Beyond the theoretical implications, this study also has several implications for practice. Managers should be aware of and enhance the advantages of family influence in developing family social capital in family firms, paying particular attention to the essence and power of family firms. In this sense, managers should promote the family’s involvement in the firm as it conditions the transfer and accumulation of family resources in the firm, including family social capital as a key resource. Additionally, managers could encourage social capital derived resources to improve organizational effectiveness.

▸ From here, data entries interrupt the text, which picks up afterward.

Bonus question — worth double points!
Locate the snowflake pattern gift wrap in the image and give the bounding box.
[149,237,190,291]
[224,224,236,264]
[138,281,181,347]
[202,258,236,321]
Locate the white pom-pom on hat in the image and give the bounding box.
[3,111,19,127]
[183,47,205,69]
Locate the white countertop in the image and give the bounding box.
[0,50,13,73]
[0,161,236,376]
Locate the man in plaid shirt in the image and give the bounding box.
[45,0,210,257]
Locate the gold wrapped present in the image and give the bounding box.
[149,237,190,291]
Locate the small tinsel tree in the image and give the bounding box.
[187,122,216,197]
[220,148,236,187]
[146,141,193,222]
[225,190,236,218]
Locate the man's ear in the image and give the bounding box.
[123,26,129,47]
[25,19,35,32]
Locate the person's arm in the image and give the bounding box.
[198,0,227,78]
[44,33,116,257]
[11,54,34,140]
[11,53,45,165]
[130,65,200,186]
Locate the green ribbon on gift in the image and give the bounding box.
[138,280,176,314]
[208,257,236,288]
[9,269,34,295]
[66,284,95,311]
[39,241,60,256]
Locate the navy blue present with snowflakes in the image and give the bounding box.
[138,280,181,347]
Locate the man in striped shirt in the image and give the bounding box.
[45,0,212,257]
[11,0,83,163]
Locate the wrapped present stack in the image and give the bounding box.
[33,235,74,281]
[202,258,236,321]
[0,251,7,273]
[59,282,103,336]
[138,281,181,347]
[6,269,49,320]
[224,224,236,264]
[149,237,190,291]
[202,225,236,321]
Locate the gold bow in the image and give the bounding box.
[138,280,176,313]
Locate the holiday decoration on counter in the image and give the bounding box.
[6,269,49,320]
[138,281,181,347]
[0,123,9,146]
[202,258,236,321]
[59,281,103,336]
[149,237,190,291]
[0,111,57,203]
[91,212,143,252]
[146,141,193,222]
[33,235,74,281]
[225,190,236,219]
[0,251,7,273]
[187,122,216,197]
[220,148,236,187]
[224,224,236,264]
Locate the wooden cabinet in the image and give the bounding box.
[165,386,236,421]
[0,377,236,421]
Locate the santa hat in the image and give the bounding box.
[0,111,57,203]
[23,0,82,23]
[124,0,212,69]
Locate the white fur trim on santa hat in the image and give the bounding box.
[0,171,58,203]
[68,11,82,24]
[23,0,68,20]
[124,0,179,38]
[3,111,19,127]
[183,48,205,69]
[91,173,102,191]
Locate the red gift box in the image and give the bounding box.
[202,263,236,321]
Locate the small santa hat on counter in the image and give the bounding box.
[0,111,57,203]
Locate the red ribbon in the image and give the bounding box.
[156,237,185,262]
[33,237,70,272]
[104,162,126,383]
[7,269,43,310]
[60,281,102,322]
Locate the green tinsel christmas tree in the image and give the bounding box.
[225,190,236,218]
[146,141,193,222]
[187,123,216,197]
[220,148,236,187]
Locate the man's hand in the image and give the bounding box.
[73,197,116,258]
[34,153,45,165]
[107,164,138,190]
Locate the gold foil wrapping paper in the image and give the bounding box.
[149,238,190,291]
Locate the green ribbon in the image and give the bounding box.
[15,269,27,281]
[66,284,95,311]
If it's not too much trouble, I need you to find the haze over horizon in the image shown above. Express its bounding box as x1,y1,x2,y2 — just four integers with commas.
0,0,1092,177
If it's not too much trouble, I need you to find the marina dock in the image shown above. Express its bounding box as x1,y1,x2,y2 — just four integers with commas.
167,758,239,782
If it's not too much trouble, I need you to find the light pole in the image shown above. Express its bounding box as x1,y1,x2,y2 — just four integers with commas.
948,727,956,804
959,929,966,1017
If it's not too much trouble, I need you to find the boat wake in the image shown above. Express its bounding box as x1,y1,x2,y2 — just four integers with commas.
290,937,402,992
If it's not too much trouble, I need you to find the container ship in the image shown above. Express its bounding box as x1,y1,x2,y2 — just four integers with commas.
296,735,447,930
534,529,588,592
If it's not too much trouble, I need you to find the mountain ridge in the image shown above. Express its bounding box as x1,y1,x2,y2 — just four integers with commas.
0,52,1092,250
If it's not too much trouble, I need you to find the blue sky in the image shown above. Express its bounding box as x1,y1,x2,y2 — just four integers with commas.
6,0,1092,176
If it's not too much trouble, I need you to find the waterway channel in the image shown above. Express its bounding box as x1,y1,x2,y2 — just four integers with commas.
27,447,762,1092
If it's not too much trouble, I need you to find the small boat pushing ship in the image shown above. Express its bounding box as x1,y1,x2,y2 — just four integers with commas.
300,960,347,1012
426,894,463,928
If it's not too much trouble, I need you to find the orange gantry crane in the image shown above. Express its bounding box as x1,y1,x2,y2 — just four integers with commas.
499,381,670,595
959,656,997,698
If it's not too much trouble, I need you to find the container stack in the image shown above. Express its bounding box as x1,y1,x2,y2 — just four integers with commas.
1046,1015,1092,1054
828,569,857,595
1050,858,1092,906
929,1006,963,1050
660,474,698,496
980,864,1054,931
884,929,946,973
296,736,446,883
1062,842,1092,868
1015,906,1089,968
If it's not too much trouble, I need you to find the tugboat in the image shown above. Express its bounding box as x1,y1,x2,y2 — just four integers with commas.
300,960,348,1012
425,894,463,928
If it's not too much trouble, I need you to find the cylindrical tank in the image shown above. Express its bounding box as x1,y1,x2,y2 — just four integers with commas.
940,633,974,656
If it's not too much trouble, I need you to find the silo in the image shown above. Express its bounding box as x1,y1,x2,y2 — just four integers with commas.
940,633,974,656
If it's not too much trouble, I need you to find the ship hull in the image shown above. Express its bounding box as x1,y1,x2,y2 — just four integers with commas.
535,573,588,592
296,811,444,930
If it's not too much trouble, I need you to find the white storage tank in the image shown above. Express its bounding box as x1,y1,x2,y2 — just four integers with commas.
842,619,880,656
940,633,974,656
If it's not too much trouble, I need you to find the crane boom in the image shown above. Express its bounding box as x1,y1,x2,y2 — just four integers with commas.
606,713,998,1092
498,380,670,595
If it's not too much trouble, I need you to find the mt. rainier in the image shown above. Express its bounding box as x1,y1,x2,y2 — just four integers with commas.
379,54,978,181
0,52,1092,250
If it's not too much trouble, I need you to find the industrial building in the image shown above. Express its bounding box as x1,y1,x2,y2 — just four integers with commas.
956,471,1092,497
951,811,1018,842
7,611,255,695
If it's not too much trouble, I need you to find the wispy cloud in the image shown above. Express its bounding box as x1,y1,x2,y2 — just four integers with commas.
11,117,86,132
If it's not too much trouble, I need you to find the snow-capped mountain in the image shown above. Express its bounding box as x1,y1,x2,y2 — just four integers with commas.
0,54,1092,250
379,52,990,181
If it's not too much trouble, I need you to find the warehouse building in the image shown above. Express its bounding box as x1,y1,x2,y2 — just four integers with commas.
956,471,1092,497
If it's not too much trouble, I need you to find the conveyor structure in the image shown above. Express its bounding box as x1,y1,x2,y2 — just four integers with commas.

In order to do so, they could establish the required mechanisms to encourage family members deployment of social skills, promoting a context that favors the quality of relationships among family members, and among these family members and the firm as a whole, with positive consequences to the organizational capability for environmental adaption of these firms. Furthermore, family firm managers should promote a context for multiple generations to strength their relationships and communication to avoid the undermining of social relationships and, especially, to avoid the emergence of potential conflicts between them. A business context based on emotional commitment and emotional attachment strengthens family social capital, and it is essential to unite family members towards a common goal and to limit the occurrence of the inevitable relationship conflicts in family firms as it would have negative consequences on the organizational effectiveness of these firms. In case of this not being possible, family firms should prune the tree in order to reduce the number of family shareholders. In such a way, family firms would eliminate the hindrances to social capital development through family influence, thus being effective in the adapting capability of the family firm to the environment through social relationships between family members.

Future research

Finally, our study also looks towards future lines of research. First, our study follows the theoretical model of Pearson et al. (2008) until the attainment of family firm capabilities. Therefore, future research may enrich our model by studying if these firm capabilities that emanates from family social capital help family firms to achieve competitive advantages and to increase their wealth and value creation. In addition, although we consider that social capital has several positive consequences, literature suggests that social capital may have its drawbacks (Nahapiet & Ghoshal, 1998), even in family firms (Herrero & Hughes, 2019) due to its potential restrictiveness and danger to the strategic behavior of the family business (Salvato & Melin, 2008). Future studies may thus examine the possible negative effects of family social capital on family firm performance or other non-economic outcomes, providing empirical evidence of the consequences of the dark side of family social capital. Furthermore, since the literature suggests that social capital and affective commitment are closely related in family firms (Chirico & Salvato, 2008), our research model could be extended by exploring other variables such as affective commitment. Family influence is also likely related to this affective commitment, and both affective commitment and family social capital might act together to improve organizational effectiveness or other family firm outcomes such as financial performance. Additionally, we introduce the effect of generational involvement on family social capital development and exploitation in terms of organizational effectiveness. However, future research may incorporate other moderating variables related to generations such as generational stage, that is, the generation that actually controls and manages the family firm (Cruz & Nordqvist, 2012; Eddleston et al., 2013; Kellermanns & Eddleston, 2006). Thus, scholars can explore if generational stage follows the dark side marked by the generational involvement, or, on the contrary, the effects of generational stage are positive when studying the antecedents and consequences of family social capital. Finally, although we have found a negative moderating influence of generational involvement on family social capital, it may have positive consequences in family firms by enacting other types of capital such as human capital (Blanco-Mazagatos et al., 2018) or financial capital (Blanco-Mazagatos et al., 2016).